Das Nettoeinkommen belief sich auf 2,23 Milliarden US-Dollar. Im vierten Quartal des Geschäftsjahres wurde ein Gewinn pro Aktie von 1,70 US-Dollar erzielt, womit die Konsensschätzungen der Analysten von 0,92 US-Dollar deutlich übertroffen wurden.
Für das Geschäftsjahr 2027 gibt sich die Unternehmensführung äußerst zuversichtlich und prognostiziert einen Umsatzkorridor zwischen 65 und 72 Milliarden US-Dollar.
Allerdings werfen die hohen Investitionskosten Schatten auf die Bilanz: Der operative Cashflow wies im abgelaufenen Geschäftsjahr einen Nettoabfluss von 6.81 Milliarden US-Dollar aus, während die Lagerbestände auf 12,9 Milliarden US-Dollar anstiegen.
Zudem bereiten die explodierenden Kosten für DDR5-Speichermodule der Branche Sorgen, da die Preise für 32GB-Kits im Vergleich zum Vorjahr teilweise um über 300 Prozent gestiegen sind.
Analysten stufen Aktie auf „Strong Buy“ hoch
Trotz der rechtlichen Auseinandersetzungen, darunter eine Patentklage von Netlist wegen DDR5-Technologie, bewerten Marktbeobachter die Zukunftsaussichten positiv. Die Experten von Zacks haben die Aktie jüngst auf ein „Strong Buy“-Rating hochgestuft.
Diese Einschätzung stützt sich vor allem auf die massiven Aufwärtsrevisionen bei den Gewinnerwartungen. Für das laufende Quartal rechnen Analysten mit einem Gewinnanstieg von über 200 Prozent im Vergleich zum Vorjahreszeitraum.
Zusätzlichen Rückenwind erhält der Sektor durch Preiserhöhungen bei KI-Infrastruktur. Berichten von Bloomberg zufolge plant Nvidia, die Preise für KI-Server-Racks Anfang 2027 um bis zu 17 Prozent anzuheben. Davon betroffen sind moderne Systeme wie die Grace Blackwell 300 und Vera Rubin 200, deren Stückpreise teils auf über 8 Millionen US-Dollar steigen könnten.

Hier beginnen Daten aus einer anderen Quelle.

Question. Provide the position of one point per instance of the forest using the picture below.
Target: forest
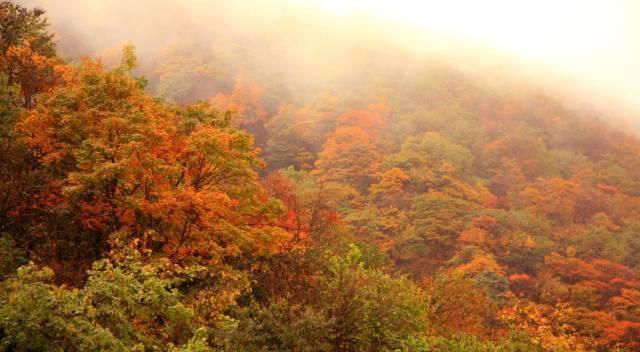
(201, 201)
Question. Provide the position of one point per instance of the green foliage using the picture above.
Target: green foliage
(124, 306)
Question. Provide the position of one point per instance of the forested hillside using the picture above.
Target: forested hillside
(200, 204)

Diese Entwicklung unterstreicht die starke Verhandlungsmacht der Hardware-Anbieter in einem Markt, in dem Rechenkapazität trotz erster Anzeichen einer Budget-Rationalisierung bei großen Cloud-Anbietern ein knappes Gut bleibt.
An der Börse spiegelte sich die Erleichterung über den Abschluss der internen Untersuchung bereits wider. Das Papier schloss am Freitag bei 37,24 US-Dollar. Damit verzeichnet der Wert seit Jahresbeginn ein Plus von 27 Prozent. Mit dem jüngsten Aufwärtsimpuls notiert die Aktie zudem rund 20 Prozent über ihrem gleitenden 200-Tage-Durchschnitt, was technische Analysten als Bestätigung des langfristigen Aufwärtstrends werten.